Completing the Voyage
Large-scale deployment of vessels that rely on AI systems for advanced situational awareness is already underway. Yet in order to propel maritime shipping to a game-changing autonomous future, several key challenges must be addressed:
- Data availability: Access to large, diverse, and labeled datasets is still limited. To truly fulfill the potential of data-driven situational awareness and accelerate progress, broader collaboration and anonymized data sharing across fleets and entities is required.
- Retraining infrastructure: New data must be constantly integrated into ongoing learning cycles. This framework must be prioritized, funded and executed in a manner that resembles all other mandatory maritime protocols.
- Fallback protocols: No model is perfect.
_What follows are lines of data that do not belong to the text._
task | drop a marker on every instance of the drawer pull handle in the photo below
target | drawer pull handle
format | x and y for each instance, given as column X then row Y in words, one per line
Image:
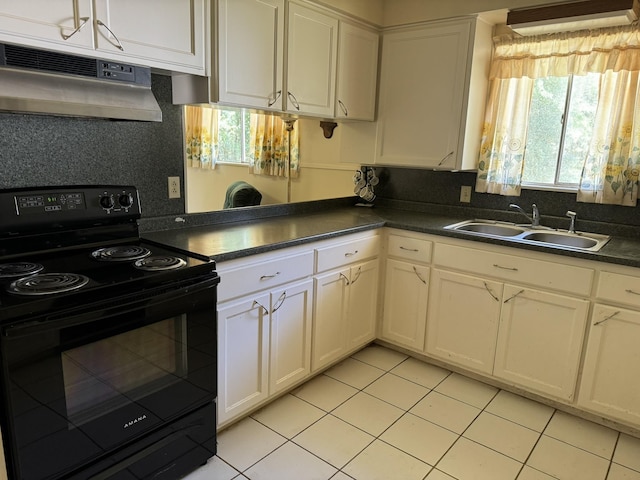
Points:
column 607, row 318
column 84, row 22
column 280, row 301
column 357, row 275
column 271, row 103
column 512, row 269
column 490, row 292
column 269, row 277
column 513, row 296
column 117, row 44
column 255, row 302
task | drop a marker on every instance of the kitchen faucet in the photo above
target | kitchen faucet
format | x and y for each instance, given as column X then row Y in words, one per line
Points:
column 534, row 219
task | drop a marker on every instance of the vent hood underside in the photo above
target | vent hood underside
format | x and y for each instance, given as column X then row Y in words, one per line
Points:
column 30, row 88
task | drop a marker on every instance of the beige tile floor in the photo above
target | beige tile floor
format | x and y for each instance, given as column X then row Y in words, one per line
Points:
column 380, row 415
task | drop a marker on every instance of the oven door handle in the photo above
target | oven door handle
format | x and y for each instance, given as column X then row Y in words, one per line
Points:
column 107, row 308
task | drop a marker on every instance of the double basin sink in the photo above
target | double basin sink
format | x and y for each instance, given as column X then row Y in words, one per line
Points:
column 544, row 236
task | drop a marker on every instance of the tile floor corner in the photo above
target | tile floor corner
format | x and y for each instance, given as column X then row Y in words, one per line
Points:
column 380, row 415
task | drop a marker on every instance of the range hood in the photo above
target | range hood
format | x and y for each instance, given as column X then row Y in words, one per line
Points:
column 39, row 81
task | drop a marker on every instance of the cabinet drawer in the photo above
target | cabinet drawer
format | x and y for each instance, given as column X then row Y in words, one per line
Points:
column 345, row 253
column 550, row 275
column 410, row 248
column 617, row 288
column 253, row 277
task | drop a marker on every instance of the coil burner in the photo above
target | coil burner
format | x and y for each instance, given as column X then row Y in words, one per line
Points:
column 120, row 253
column 158, row 263
column 19, row 269
column 47, row 283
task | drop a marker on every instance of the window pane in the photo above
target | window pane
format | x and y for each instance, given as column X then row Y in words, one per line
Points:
column 545, row 129
column 582, row 111
column 230, row 136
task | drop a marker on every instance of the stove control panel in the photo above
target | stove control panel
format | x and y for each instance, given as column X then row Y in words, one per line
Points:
column 67, row 205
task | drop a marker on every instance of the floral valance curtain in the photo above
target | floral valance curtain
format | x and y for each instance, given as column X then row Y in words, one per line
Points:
column 201, row 136
column 610, row 172
column 274, row 146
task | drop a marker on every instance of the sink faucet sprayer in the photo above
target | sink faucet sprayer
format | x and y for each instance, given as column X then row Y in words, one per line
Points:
column 535, row 219
column 572, row 225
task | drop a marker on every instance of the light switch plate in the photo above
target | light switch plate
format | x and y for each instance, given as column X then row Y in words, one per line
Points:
column 465, row 194
column 174, row 187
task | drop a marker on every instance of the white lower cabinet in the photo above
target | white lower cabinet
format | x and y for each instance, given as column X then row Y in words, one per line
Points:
column 264, row 344
column 345, row 311
column 405, row 303
column 540, row 340
column 528, row 337
column 611, row 370
column 463, row 318
column 406, row 288
column 345, row 297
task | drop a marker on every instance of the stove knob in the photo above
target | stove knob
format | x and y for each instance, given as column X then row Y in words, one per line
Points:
column 125, row 200
column 107, row 202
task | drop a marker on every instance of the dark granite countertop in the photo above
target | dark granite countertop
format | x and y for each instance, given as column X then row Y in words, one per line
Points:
column 236, row 239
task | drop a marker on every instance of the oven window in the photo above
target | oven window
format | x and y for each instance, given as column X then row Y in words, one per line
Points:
column 103, row 376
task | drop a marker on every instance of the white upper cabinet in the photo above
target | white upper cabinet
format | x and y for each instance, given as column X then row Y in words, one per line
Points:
column 357, row 73
column 251, row 53
column 170, row 37
column 428, row 113
column 312, row 48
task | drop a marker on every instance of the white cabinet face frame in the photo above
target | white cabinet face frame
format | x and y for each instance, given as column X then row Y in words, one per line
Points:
column 405, row 303
column 540, row 340
column 462, row 323
column 290, row 332
column 243, row 362
column 170, row 37
column 329, row 326
column 357, row 73
column 312, row 46
column 423, row 84
column 611, row 370
column 251, row 53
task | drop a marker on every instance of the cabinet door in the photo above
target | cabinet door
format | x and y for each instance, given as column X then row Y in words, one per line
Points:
column 422, row 93
column 611, row 367
column 405, row 304
column 251, row 53
column 243, row 343
column 47, row 24
column 311, row 61
column 362, row 307
column 170, row 35
column 462, row 323
column 290, row 335
column 357, row 73
column 540, row 340
column 329, row 326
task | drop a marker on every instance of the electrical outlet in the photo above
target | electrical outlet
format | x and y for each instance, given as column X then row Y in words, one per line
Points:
column 174, row 187
column 465, row 194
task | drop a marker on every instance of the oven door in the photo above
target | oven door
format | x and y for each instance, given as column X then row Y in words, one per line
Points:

Fail-safe logic and redundancy protocols are essential, especially for partially autonomous vessels.
A better Future for Maritime
From maritime object detection to advanced electronic lookout for ships, the future of shipping will be defined by the strength of the AI models that ensure smooth sailing and safety at sea. The path to next-generation situational awareness begins with training: selecting the right model, feeding it the appropriate data, and refining its performance parameters over time. If we commit to the lengthy technical journey required to craft artificial intelligence that truly understands the sea, a better future for maritime – including various degrees of autonomous shipping – is well within reach.